Tiananmen Square - Entrance to Forbidden City, Beijing, China. / 4H4Photography / Shutterstock

On Tuesday, the People's Republic of China marked the 70th anniversary of the founding of the country's communist regime. While some world leaders offered congratulations, others reflected on the nation's long history of human rights abuses.

The White House and State Department offered official best wishes on behalf of the administration. President Donald Trump tweeted his congratulations to Chinese President Xi Jinping and the Chinese people on Tuesday morning. On Friday, Secretary of State Mike Pompeo offered his own greeting to the Chinese people, saying that the U.S. "wishes the people of China happiness, health, peace and prosperity in the year to come."

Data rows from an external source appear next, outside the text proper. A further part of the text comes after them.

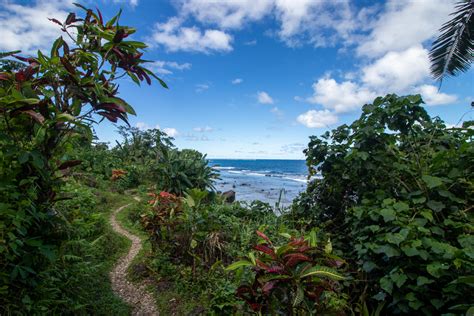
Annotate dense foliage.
[0,5,474,315]
[227,230,346,315]
[293,95,474,315]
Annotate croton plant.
[227,231,345,315]
[0,4,166,297]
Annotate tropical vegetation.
[0,2,474,315]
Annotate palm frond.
[430,0,474,81]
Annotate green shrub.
[154,149,218,196]
[227,231,347,315]
[0,4,166,314]
[296,95,474,315]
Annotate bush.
[227,231,347,315]
[292,95,474,314]
[154,149,218,196]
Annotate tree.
[430,0,474,81]
[0,4,166,308]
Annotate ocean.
[209,159,308,206]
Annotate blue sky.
[0,0,474,159]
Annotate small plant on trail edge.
[0,4,166,315]
[141,191,182,251]
[226,231,346,315]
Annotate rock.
[222,190,235,203]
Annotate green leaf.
[300,266,345,280]
[51,36,64,57]
[402,246,420,257]
[379,276,393,294]
[56,113,76,122]
[385,233,406,246]
[390,272,408,288]
[293,284,304,306]
[225,260,253,271]
[421,175,443,189]
[380,208,395,223]
[426,262,448,278]
[416,276,434,286]
[426,200,446,212]
[374,245,400,258]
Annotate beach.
[209,159,307,206]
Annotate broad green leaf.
[421,175,443,189]
[225,260,253,271]
[426,200,446,212]
[380,208,395,223]
[300,266,345,280]
[416,276,434,286]
[379,276,393,294]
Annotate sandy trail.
[110,204,159,315]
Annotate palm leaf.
[430,0,474,81]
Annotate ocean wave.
[283,177,308,183]
[212,166,235,170]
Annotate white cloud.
[270,106,283,118]
[275,0,356,46]
[357,0,454,57]
[308,78,376,113]
[183,134,210,142]
[257,91,274,104]
[147,60,192,75]
[293,95,305,102]
[0,0,74,54]
[244,40,257,46]
[167,0,360,46]
[193,126,214,133]
[280,143,306,153]
[415,84,457,105]
[196,83,210,92]
[362,45,430,93]
[296,110,338,128]
[114,0,138,7]
[179,0,273,29]
[135,122,160,131]
[163,127,179,137]
[150,17,232,53]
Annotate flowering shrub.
[227,231,346,315]
[141,191,182,246]
[111,169,127,181]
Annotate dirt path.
[110,205,159,315]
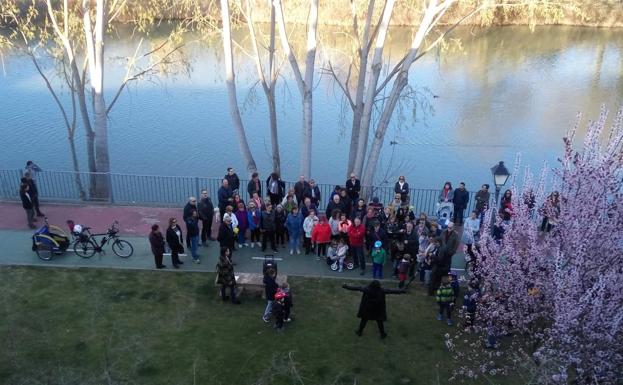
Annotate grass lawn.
[0,267,518,385]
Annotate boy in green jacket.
[437,275,454,326]
[370,241,386,279]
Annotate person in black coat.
[218,179,234,220]
[167,218,184,269]
[266,172,286,206]
[342,280,405,338]
[216,247,241,305]
[247,172,262,199]
[262,269,279,322]
[394,175,409,203]
[198,189,214,247]
[216,216,236,258]
[149,224,166,269]
[303,179,320,207]
[452,182,469,226]
[294,175,310,205]
[223,167,240,193]
[325,195,346,218]
[182,197,197,249]
[19,182,37,229]
[346,172,361,202]
[24,171,45,217]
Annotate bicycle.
[74,221,134,258]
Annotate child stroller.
[327,246,355,271]
[32,217,71,261]
[437,202,454,229]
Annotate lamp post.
[491,161,510,233]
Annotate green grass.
[0,267,511,385]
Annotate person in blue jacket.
[286,207,303,255]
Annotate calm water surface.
[0,27,623,190]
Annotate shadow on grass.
[0,267,528,385]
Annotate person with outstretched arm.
[342,279,406,338]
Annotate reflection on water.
[0,27,623,190]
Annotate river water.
[0,27,623,190]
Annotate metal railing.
[0,170,475,215]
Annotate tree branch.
[322,61,355,111]
[106,44,185,115]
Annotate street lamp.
[491,161,510,231]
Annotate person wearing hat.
[370,241,387,279]
[216,247,241,305]
[474,183,491,225]
[345,172,361,202]
[166,218,184,269]
[394,175,409,203]
[223,167,240,193]
[275,204,288,247]
[260,202,279,253]
[368,197,383,217]
[24,160,43,179]
[342,280,405,338]
[221,215,236,258]
[22,171,45,217]
[272,289,287,331]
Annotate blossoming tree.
[446,108,623,384]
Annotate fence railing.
[0,170,482,215]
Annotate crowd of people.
[20,161,560,337]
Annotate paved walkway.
[0,202,464,279]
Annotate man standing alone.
[452,182,469,226]
[199,189,214,247]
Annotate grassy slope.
[0,267,524,385]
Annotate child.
[311,216,331,260]
[390,241,407,277]
[436,275,455,326]
[448,271,461,305]
[262,269,279,322]
[281,282,294,322]
[398,253,411,289]
[272,290,286,331]
[370,241,386,279]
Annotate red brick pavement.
[0,202,218,237]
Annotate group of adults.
[144,167,500,292]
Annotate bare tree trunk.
[353,0,395,175]
[82,0,110,199]
[245,0,281,174]
[300,0,318,176]
[266,88,281,175]
[266,2,281,175]
[221,0,257,174]
[67,134,87,200]
[362,0,444,186]
[273,0,318,177]
[346,0,375,178]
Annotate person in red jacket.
[312,215,331,259]
[348,217,366,275]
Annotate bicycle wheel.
[112,239,134,258]
[74,239,96,258]
[35,243,53,261]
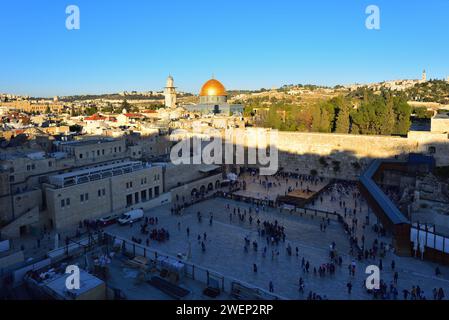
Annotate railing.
[105,233,286,300]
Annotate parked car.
[118,209,143,225]
[98,215,119,227]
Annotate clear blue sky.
[0,0,449,96]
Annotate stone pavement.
[107,198,449,299]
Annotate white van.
[118,209,143,225]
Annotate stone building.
[43,161,163,229]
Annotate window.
[126,194,133,207]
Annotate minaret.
[164,76,176,108]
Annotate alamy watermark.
[65,265,81,290]
[65,4,81,30]
[365,265,380,290]
[365,4,380,30]
[170,124,279,175]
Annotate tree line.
[245,89,412,135]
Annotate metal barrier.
[105,233,286,300]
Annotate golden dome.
[200,79,227,97]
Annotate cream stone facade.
[44,161,163,229]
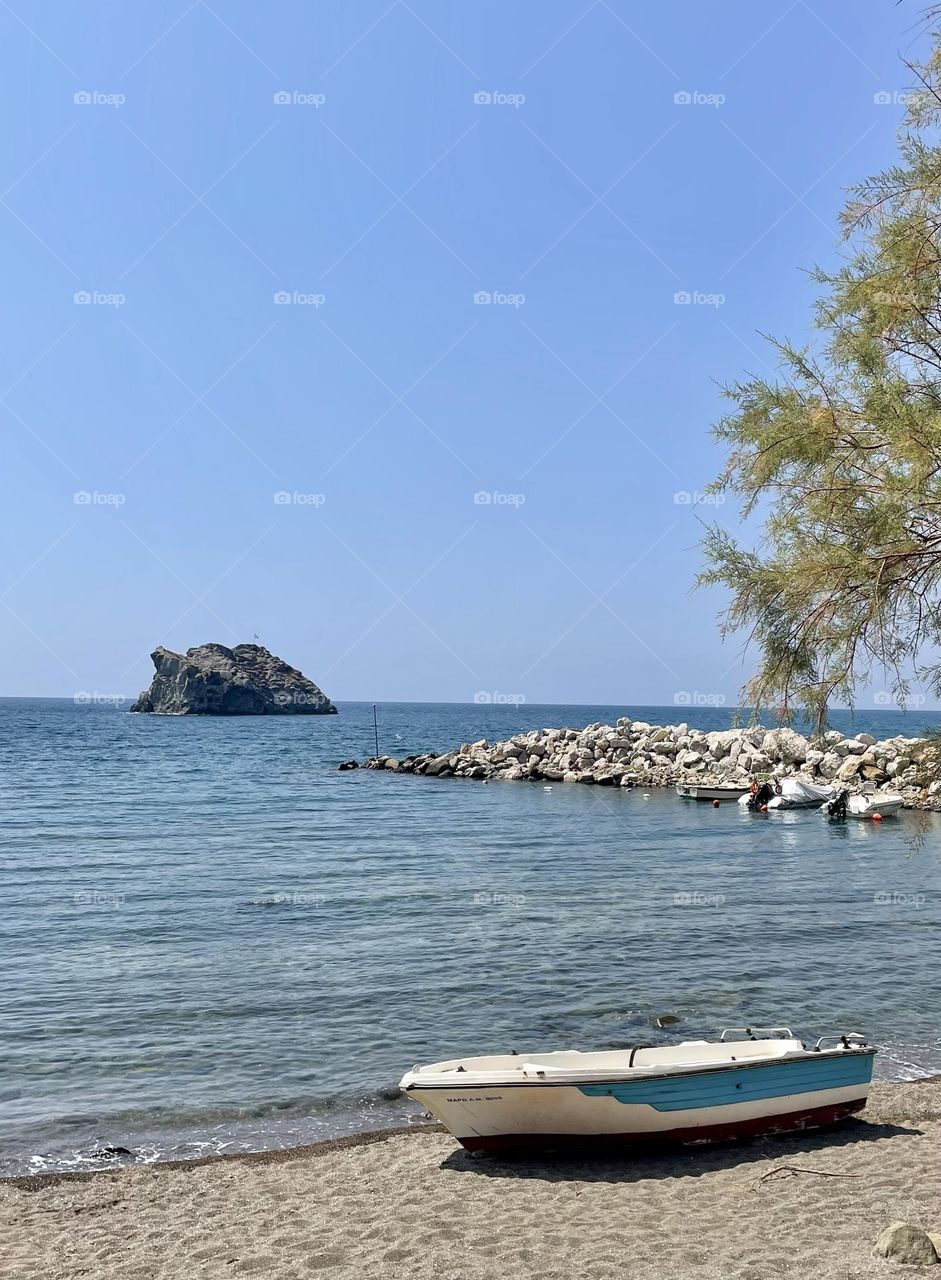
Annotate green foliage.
[699,40,941,726]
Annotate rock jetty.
[131,644,337,716]
[366,717,941,808]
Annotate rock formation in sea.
[366,717,941,808]
[131,644,337,716]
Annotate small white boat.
[401,1027,876,1152]
[739,778,837,809]
[821,790,905,819]
[676,782,749,800]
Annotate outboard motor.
[823,790,850,818]
[748,782,777,810]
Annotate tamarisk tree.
[699,37,941,727]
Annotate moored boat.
[676,782,749,800]
[739,778,837,809]
[401,1027,876,1152]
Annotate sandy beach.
[0,1078,941,1280]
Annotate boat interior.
[411,1037,824,1076]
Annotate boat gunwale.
[399,1044,878,1093]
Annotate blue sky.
[0,0,937,704]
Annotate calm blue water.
[0,699,941,1172]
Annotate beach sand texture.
[0,1078,941,1280]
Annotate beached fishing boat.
[401,1027,876,1152]
[676,782,749,800]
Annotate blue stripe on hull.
[579,1053,872,1111]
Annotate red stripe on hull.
[457,1098,865,1155]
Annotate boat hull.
[676,782,749,800]
[457,1098,865,1156]
[406,1052,872,1151]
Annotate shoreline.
[0,1076,941,1280]
[7,1073,941,1192]
[358,717,941,812]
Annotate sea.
[0,699,941,1175]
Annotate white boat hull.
[402,1041,874,1152]
[676,782,749,800]
[846,795,905,818]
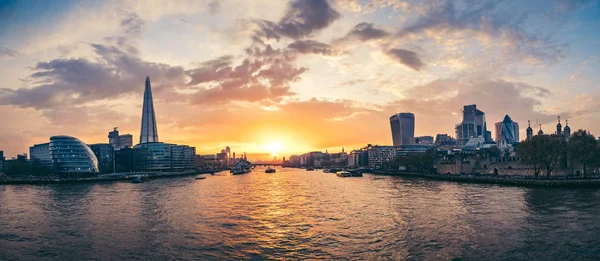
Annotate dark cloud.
[187,45,307,104]
[389,79,568,127]
[256,0,342,39]
[386,49,424,71]
[104,36,140,56]
[288,40,338,56]
[121,13,146,35]
[340,79,366,86]
[0,44,186,109]
[0,46,19,58]
[395,0,585,63]
[208,0,221,14]
[346,22,390,41]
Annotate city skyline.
[0,0,600,158]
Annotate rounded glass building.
[50,136,98,173]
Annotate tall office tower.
[455,104,491,144]
[108,127,121,150]
[140,77,158,144]
[390,112,415,146]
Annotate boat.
[231,159,252,175]
[131,176,148,183]
[336,171,352,178]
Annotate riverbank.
[0,171,208,185]
[371,171,600,188]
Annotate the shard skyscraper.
[140,77,158,143]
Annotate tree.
[568,129,598,177]
[517,135,566,177]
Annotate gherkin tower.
[140,77,158,143]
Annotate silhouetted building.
[115,147,134,172]
[108,127,133,150]
[455,104,492,145]
[390,112,415,146]
[414,136,433,145]
[29,143,52,170]
[140,77,158,144]
[133,142,196,172]
[496,115,519,145]
[0,150,6,172]
[89,143,116,173]
[563,120,571,139]
[435,134,454,145]
[50,136,99,174]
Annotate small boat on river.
[336,171,352,178]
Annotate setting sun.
[262,142,284,156]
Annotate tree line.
[517,129,600,177]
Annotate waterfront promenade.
[0,171,202,185]
[372,170,600,188]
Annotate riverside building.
[133,77,196,172]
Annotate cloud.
[0,46,19,59]
[389,79,568,128]
[340,79,366,86]
[256,0,342,40]
[0,44,187,109]
[346,22,390,42]
[288,40,338,56]
[187,45,307,104]
[386,49,424,71]
[120,12,146,35]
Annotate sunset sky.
[0,0,600,157]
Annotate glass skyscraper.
[140,77,158,144]
[49,136,98,173]
[390,112,415,146]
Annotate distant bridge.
[250,162,281,167]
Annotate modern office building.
[108,127,133,150]
[89,143,116,173]
[414,136,433,145]
[29,143,53,169]
[435,134,454,145]
[390,112,415,146]
[140,77,158,144]
[0,150,6,172]
[455,104,491,145]
[563,120,571,139]
[133,142,196,172]
[496,115,519,145]
[362,144,396,169]
[115,147,134,173]
[119,134,133,149]
[49,136,99,174]
[396,144,432,156]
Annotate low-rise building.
[89,143,116,173]
[29,143,52,169]
[133,142,196,172]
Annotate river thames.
[0,168,600,260]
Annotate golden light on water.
[262,141,285,156]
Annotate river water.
[0,168,600,260]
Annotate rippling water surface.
[0,168,600,260]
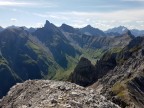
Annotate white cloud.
[0,0,57,8]
[10,18,17,22]
[36,22,44,28]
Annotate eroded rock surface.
[0,80,119,108]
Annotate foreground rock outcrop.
[0,80,119,108]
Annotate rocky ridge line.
[0,80,119,108]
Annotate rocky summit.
[0,80,119,108]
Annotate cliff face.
[0,80,119,108]
[69,57,95,86]
[92,37,144,108]
[71,37,144,108]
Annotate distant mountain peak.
[106,26,128,34]
[123,30,135,38]
[80,25,106,36]
[44,20,52,28]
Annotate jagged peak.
[123,30,135,38]
[44,20,51,27]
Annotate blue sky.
[0,0,144,30]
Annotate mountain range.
[0,21,144,108]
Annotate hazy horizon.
[0,0,144,30]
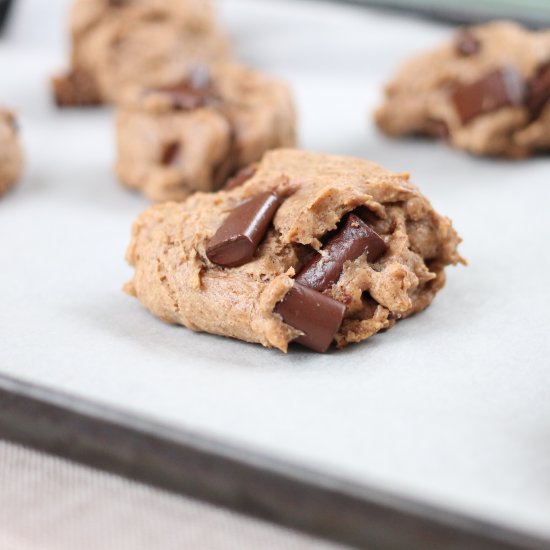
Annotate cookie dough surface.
[116,63,296,202]
[375,22,550,157]
[0,110,23,197]
[53,0,230,106]
[126,150,462,351]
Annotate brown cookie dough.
[52,0,229,106]
[375,22,550,158]
[0,110,23,197]
[116,63,296,202]
[125,149,463,351]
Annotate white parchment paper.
[0,0,550,536]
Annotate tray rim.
[0,374,550,550]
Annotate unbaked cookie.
[125,150,463,352]
[376,22,550,157]
[116,63,296,201]
[53,0,230,106]
[0,110,23,197]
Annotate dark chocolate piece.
[296,214,386,292]
[153,65,217,111]
[526,62,550,119]
[275,282,346,353]
[455,29,481,57]
[451,66,526,124]
[223,164,258,191]
[160,141,181,166]
[206,191,280,267]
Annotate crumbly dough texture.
[116,63,296,202]
[53,0,230,106]
[125,149,463,351]
[375,22,550,158]
[0,110,23,197]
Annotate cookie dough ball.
[116,63,296,202]
[376,22,550,158]
[53,0,229,106]
[126,149,463,351]
[0,110,23,197]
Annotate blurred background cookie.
[0,109,23,197]
[116,63,296,201]
[52,0,230,107]
[375,22,550,158]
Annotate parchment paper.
[0,0,550,536]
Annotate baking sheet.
[0,0,550,536]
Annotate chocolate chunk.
[455,29,481,57]
[160,141,181,166]
[296,214,386,292]
[526,63,550,118]
[206,191,280,267]
[451,66,526,124]
[153,65,217,111]
[275,283,346,353]
[223,164,258,191]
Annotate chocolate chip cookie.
[0,110,23,197]
[116,63,296,202]
[125,149,463,352]
[375,22,550,158]
[52,0,230,106]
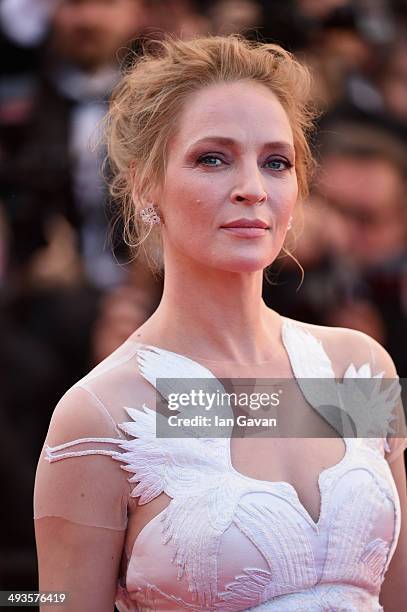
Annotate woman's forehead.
[171,81,293,147]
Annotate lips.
[222,219,269,229]
[221,219,270,238]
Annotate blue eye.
[266,159,293,172]
[198,155,223,168]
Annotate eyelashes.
[197,153,294,172]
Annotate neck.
[140,253,281,363]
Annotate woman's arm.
[35,517,125,612]
[34,388,129,612]
[380,453,407,612]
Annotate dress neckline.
[128,317,352,532]
[127,315,314,370]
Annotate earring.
[140,204,161,225]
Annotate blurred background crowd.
[0,0,407,589]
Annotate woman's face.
[157,81,298,272]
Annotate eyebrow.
[191,136,295,156]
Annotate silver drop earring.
[140,204,161,225]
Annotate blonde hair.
[105,34,315,271]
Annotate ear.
[129,160,160,205]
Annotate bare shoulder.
[285,317,397,378]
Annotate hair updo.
[105,34,315,271]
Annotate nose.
[230,165,267,204]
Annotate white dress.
[35,319,406,612]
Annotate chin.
[210,257,272,273]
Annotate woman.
[35,37,407,612]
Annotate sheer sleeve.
[369,338,407,463]
[34,386,130,530]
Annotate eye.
[266,157,293,172]
[198,154,224,168]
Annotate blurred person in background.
[315,123,407,376]
[263,115,407,376]
[0,0,163,588]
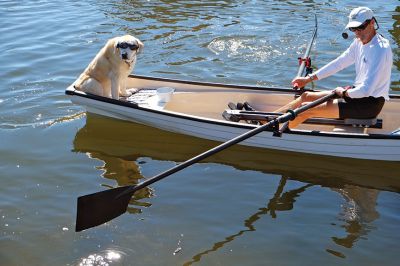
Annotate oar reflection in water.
[184,176,313,265]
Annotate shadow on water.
[74,113,400,260]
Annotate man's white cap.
[346,6,374,29]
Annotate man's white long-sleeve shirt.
[315,33,393,100]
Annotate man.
[276,7,393,128]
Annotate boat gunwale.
[65,75,400,140]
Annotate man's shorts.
[338,96,385,119]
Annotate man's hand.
[292,77,311,90]
[334,87,346,98]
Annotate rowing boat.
[66,75,400,161]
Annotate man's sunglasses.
[349,19,371,32]
[117,42,139,51]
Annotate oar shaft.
[119,93,335,197]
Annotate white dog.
[74,35,144,100]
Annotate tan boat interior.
[128,78,400,134]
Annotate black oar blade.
[75,186,135,232]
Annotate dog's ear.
[114,40,119,53]
[136,39,144,53]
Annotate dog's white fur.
[74,35,144,99]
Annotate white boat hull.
[70,84,400,161]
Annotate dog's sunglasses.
[349,19,371,32]
[117,42,139,51]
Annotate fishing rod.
[293,15,318,89]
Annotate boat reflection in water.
[74,113,400,260]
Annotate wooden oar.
[75,93,335,232]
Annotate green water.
[0,0,400,265]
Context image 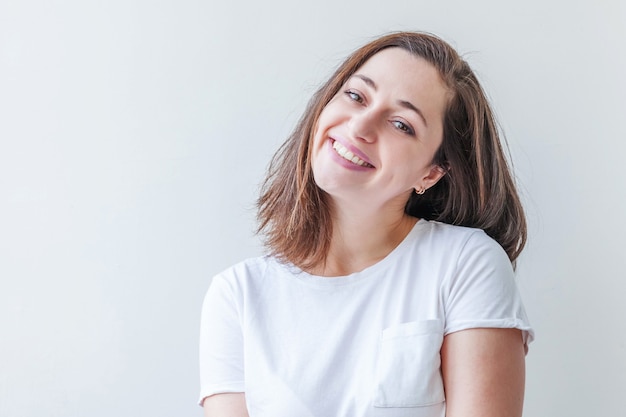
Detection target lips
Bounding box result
[333,140,374,168]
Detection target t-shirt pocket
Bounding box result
[374,320,445,407]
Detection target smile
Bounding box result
[333,141,374,168]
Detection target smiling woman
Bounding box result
[200,32,533,417]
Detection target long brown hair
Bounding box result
[257,32,526,269]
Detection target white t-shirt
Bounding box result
[200,220,533,417]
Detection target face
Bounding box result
[312,48,448,210]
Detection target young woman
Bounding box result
[200,33,532,417]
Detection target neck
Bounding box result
[310,202,417,277]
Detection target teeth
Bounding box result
[333,141,371,167]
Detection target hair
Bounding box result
[257,32,526,269]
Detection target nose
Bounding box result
[348,109,378,142]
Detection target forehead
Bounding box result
[352,47,449,117]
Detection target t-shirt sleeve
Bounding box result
[443,231,534,345]
[199,275,244,405]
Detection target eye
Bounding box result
[391,120,415,136]
[344,90,363,103]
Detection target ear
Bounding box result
[413,165,447,194]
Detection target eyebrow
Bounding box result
[353,74,428,127]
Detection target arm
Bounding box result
[441,328,525,417]
[202,392,248,417]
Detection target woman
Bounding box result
[200,33,532,417]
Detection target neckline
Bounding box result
[274,219,429,287]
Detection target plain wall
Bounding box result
[0,0,626,417]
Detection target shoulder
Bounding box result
[416,220,506,257]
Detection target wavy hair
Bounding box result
[257,32,527,269]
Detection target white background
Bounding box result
[0,0,626,417]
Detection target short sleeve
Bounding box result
[199,275,244,405]
[443,231,534,345]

By contrast, Sen. Ben Sasse (R-Neb.), a member of the Senate Select Committee on Intelligence, issued a statement on Tuesday that referenced the shooting by a police officer of an 18 year-old protester in Hong Kong earlier that day.

"Today Chinese tyrants celebrated 70 years of communist oppression with their typically brutal symbolism: by sending a police officer to shoot a pro-democracy protester at point-blank range," Sasse stated.

"The freedom-seekers in Hong Kong mourn this anniversary, and the American people stand with them against those who deny their God-given dignity."

Ongoing protests in Hong Kong, in which Catholics have played a significant role, have opposed China's communist regime and have reportedly led worries within the government that mainland Catholics could push for a similar uprising. Travel by some Catholics to Hong Kong has reportedly been restricted.

The protests began in June in opposition to a proposed law that would allow the extradition of alleged criminals from Hong Kong to the Chinese mainland for trial; despite the bill's suspension, the protests have since continued in opposition to alleged police brutality and in favor of more open democracy.

The backdrop to this is China's record of human rights abuses and disregard for freedom of religion.

For decades, the Chinese Communist Party instituted a coercive "one-child policy," the 39th anniversary of which was marked last week. The coercive population control policy was begun in 1980 and enforced with brutality-forced abortions and sterilizations of any woman not complying with the policy.

In 2015, the cap was increased to two children per family, but reports of forced sterilizations and abortions have continued. In 2018, NPR reported that a woman from Xinjiang had to undergo the forced abortion of her third child.

Chinese president Xi Jinping has also embarked upon a comprehensive campaign to bring religion in China under the control of the Communist Party. In 2016, he gave a speech at the National Religious Work Conference, where he explained his demand for the "sinacization" of religion, or the effort to make religion conform with Chinese culture and the CCP party line.

Under the Chinese "Regulations on Religious Affairs" that were implemented beginning in February of 2018, "unauthorized" religious teachings have been effectively banned in China.

Religious freedom advocates in the U.S. have warned that, due to "sinacization," persecution of religious minorities and unregistered churches is worse than ever.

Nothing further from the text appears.